Well y’all. I had a good run (18 months) of managing my mental health without antidepressants. And while I’m not at the crisis point I’ve been at other times in my life, I certainly wouldn’t say that I’m feeling my best. (I am aware that none of us are.) By most societal standards, I’m still “managing” pretty well, which is to say that I am producing well at my job, I shower and show up for work (in front of my computer) each day, and I do not go off on people for no reason (or for good reason, at that).

However, performing for other people does not meet my criteria for actual well being. So, I’m consulting with a doctor about going back on antidepressants.

To be honest, I’m extremely unhappy about it. It feels like I’ve lost a battle. Like I’ve acquiesced to a mental health model that I believe in less and less, and I say this as someone with a social work degree, and as someone in close community with people who are mental health professionals. I am not a mental health practitioner — I am someone who has received mental health treatment for acute and chronic challenges, and I must say that our societal models for mental health diagnosis and treatment feel, to me, wholly insufficient and sometimes harmful. I believe that we generally pathologize the wrong part of the equation. I don’t believe that the root cause of my depression or anxiety is a biochemical imbalance in my brain. I think that racism and sexism and capitalism are fucked up, and they fuck up my life on the regular. I feel fucked up everyday that I am pressured to interact with these systems as though they are normal and acceptable. I would rather be maladjusted to a society that glorifies productivity and demeans care, than lift up my ability to survive under dehumanizing conditions as a badge of honor.

However. I am so fiercely committed to my well being, so fiercely committed to joy, so fiercely committed to building a better world, to the fight for better working conditions, for movements that are sustainable and liberatory, that I’m swallowing my [pride is not the right word], and taking the meds, with the desperate, and hopefully not futile, expectation that they will grant me a wider margin to fight for the things above.

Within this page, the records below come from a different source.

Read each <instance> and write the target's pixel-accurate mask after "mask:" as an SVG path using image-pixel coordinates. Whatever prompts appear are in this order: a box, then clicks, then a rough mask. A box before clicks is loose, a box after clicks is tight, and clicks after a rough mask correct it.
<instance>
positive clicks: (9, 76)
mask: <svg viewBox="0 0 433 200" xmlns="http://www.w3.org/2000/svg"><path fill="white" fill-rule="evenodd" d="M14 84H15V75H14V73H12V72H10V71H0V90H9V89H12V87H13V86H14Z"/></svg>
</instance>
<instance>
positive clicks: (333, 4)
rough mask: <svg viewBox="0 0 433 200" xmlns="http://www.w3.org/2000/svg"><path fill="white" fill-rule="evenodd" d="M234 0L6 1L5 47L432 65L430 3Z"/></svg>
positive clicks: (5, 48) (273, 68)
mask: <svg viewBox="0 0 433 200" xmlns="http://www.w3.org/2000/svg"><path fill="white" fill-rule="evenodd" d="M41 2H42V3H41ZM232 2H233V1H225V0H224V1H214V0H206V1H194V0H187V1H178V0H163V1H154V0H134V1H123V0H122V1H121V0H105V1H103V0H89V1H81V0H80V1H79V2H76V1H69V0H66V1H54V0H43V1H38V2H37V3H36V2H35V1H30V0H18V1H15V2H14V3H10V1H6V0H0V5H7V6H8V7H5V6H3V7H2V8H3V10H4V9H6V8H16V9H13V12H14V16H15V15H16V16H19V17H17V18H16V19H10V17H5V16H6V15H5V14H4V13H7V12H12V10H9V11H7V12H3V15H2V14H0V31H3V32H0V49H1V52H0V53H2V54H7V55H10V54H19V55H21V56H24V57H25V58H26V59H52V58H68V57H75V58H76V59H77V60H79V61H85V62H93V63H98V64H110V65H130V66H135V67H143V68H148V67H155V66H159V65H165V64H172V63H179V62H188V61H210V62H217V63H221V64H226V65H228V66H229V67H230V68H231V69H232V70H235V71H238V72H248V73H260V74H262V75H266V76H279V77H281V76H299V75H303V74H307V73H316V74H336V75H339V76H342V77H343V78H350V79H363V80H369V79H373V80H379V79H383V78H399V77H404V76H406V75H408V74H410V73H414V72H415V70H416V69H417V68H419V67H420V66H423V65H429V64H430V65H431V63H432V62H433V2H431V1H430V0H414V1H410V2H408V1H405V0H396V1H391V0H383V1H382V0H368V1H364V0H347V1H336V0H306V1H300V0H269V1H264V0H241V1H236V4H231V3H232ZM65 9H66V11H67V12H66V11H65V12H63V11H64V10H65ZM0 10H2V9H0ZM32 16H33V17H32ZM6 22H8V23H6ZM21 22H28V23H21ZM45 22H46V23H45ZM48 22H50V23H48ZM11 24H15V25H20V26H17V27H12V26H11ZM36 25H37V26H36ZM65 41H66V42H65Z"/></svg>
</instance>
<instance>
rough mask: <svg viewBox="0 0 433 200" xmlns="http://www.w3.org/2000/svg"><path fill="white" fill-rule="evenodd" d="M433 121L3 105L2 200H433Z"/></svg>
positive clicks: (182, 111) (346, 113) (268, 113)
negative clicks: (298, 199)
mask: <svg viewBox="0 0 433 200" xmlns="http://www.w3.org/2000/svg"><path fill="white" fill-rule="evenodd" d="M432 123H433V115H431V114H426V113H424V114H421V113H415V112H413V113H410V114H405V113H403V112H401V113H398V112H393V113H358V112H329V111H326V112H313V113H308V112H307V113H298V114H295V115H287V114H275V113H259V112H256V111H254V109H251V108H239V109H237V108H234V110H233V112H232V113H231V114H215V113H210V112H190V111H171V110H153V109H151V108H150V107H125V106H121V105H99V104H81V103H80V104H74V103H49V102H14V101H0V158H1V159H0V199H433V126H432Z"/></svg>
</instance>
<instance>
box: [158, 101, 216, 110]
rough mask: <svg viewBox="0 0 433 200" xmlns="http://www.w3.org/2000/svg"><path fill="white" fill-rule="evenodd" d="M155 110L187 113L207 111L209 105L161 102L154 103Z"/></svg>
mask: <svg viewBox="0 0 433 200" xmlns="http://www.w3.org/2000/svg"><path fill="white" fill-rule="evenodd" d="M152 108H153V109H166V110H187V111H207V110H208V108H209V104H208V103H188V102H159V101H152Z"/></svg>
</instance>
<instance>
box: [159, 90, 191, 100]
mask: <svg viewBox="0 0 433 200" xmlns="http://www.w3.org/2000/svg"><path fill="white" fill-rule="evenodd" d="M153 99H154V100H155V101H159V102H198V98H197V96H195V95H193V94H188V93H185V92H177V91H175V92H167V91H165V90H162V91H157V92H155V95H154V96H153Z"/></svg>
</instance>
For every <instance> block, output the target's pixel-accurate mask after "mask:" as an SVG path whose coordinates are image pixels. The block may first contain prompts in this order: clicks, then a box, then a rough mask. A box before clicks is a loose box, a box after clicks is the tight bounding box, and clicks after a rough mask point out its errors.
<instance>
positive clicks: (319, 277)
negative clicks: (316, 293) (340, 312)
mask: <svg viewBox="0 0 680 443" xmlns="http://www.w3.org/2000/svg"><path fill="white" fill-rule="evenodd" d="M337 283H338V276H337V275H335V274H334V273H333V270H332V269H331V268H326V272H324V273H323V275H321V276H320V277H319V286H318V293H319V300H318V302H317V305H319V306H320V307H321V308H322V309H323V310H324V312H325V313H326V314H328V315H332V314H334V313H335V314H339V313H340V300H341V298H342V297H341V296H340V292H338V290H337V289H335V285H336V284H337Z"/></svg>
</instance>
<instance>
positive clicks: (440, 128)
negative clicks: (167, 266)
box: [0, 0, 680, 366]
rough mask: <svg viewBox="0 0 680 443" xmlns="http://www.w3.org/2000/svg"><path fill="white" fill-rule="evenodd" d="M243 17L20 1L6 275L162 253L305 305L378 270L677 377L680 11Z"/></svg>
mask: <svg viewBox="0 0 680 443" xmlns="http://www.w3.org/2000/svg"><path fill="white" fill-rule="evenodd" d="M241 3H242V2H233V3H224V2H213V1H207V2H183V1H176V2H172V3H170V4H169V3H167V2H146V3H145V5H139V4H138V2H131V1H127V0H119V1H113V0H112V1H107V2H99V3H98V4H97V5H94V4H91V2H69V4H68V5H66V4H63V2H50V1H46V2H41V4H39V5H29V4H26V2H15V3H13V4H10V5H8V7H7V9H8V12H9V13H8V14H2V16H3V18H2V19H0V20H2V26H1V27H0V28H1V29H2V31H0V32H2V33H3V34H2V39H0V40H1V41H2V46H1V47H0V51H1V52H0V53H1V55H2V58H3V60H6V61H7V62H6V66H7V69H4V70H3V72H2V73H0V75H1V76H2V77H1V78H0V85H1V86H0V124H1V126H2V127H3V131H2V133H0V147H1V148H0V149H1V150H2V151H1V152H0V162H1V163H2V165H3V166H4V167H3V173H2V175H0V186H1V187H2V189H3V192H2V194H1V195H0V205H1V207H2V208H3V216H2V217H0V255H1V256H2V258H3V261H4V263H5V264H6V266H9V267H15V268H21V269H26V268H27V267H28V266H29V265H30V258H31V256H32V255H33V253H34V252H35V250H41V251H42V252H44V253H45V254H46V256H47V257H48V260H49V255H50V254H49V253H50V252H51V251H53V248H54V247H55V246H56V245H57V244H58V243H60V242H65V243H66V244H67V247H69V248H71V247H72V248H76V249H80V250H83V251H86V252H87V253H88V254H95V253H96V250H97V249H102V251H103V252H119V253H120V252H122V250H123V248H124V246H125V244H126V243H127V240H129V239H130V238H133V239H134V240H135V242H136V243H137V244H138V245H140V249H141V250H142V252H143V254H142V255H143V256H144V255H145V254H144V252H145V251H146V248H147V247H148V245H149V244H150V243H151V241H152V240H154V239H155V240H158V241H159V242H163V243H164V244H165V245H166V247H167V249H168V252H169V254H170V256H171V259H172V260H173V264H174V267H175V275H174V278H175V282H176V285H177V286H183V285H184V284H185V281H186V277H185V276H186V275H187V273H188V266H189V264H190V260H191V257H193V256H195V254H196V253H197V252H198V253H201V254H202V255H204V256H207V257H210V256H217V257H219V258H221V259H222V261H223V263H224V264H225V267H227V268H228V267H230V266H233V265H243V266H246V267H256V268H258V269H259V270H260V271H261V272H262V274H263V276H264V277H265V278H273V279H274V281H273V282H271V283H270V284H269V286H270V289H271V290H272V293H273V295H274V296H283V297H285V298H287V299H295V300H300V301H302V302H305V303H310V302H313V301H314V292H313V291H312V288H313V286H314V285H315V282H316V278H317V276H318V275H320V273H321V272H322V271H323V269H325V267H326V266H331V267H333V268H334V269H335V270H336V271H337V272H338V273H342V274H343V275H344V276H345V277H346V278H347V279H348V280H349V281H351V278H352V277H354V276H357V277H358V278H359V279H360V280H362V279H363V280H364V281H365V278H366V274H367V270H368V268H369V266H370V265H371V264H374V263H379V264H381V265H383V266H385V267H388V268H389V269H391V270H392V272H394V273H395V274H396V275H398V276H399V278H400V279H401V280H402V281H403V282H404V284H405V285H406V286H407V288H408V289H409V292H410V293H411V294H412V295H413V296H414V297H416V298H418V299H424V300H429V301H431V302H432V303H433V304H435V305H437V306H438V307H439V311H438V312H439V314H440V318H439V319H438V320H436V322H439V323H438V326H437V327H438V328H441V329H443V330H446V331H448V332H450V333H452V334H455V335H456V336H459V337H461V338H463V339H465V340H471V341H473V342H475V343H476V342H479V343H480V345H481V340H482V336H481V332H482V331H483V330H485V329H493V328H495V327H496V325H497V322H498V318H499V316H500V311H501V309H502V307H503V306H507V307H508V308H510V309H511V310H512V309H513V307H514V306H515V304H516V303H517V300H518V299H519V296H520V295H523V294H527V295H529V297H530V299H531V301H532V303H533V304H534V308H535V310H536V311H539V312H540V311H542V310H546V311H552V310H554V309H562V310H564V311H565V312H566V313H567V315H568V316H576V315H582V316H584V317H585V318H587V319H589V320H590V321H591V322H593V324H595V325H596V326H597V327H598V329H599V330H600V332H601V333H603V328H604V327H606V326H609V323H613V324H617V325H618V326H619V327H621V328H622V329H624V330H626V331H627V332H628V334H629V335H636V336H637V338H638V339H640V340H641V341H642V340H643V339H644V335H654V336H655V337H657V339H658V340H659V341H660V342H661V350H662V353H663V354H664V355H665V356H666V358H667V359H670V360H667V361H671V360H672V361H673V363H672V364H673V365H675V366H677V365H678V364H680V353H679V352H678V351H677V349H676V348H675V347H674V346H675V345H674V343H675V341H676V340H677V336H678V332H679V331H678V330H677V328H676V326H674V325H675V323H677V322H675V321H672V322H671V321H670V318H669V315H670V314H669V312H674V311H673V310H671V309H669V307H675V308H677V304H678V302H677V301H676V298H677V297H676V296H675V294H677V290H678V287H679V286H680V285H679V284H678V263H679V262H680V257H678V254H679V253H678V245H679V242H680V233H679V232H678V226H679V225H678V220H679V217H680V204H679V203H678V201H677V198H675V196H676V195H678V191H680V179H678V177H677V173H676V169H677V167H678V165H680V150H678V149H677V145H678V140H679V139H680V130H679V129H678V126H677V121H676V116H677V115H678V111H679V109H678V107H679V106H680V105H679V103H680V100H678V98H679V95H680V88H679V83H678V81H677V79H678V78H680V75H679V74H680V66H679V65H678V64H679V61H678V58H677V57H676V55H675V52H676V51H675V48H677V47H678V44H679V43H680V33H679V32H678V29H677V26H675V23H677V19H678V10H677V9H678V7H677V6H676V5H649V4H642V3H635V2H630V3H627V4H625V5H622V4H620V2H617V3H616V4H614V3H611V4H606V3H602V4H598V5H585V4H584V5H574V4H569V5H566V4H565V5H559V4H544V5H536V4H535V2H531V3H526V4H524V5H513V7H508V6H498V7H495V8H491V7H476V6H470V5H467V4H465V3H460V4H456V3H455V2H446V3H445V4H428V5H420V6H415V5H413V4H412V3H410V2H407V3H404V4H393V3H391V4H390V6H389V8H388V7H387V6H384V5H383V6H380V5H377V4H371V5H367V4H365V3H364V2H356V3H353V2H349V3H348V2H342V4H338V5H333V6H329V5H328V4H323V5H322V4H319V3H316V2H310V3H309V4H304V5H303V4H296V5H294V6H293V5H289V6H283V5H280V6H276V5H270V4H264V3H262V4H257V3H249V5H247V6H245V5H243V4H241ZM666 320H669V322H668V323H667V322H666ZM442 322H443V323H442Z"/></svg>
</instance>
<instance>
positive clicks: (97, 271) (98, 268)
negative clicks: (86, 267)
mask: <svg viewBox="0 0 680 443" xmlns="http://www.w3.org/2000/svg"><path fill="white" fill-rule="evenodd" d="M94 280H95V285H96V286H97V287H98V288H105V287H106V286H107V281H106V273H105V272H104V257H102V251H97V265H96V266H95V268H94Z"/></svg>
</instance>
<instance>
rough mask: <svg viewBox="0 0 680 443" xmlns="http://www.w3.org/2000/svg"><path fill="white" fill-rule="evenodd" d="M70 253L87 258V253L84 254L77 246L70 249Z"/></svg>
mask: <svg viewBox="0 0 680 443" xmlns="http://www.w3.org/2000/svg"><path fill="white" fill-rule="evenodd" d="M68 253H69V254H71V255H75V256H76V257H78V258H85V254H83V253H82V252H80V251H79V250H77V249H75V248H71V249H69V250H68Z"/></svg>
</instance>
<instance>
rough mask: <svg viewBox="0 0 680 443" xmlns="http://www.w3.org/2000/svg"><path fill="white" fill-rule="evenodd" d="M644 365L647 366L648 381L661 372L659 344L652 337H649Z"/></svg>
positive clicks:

Let me be as clear as I can: there is nothing shameful about taking medication for mental health. It is such a personal decision, and a lifesaving one for many. I respect any one who chooses to, and I respect any one who chooses not to. For me, inside of my experiences of depression and anxiety, I have felt better during this year and a half not taking medication than I did the two and a half years prior when I was taking medication. In that year and half, I reconnected to my body and cared for her with more intention than I have since I was diagnosed with cancer after I’d lived 29 years doing all the doctor-recommended health behaviors, at which point I realized that health is not a merit-based system. I began a spiritual practice for the first time in SEVEN years. I went for long walks everyday that I could. I drank water. I slept. I did my best to be present with my body. I was also working only part time and could go to a gym class at 4pm, and take mid-day naps whenever I wanted. After 8 months of working full time during this pandemic, at a job that has not ramped down at all, during the most stressful election cycle I’ve known in my lifetime, while sustained uprisings for Black lives continued across the country… I‘m tired.

I’m SO tired, y’all. And personally, I don’t believe I should feel like I have to take antidepressants to keep up the energy for the fight. I wish that authentic care and extended rest felt like viable options, broadly accessible to all of us. But it is what is, and we are where we are, and I do believe we are headed somewhere better IF we can all get on the same damn team and decide we really wanna get free together.

I feel like I failed even though I know I haven’t. I don’t have a tidy package or quippy ending. I just want someone to hear me talk openly about my experience, so they can feel permission to do the same if they choose.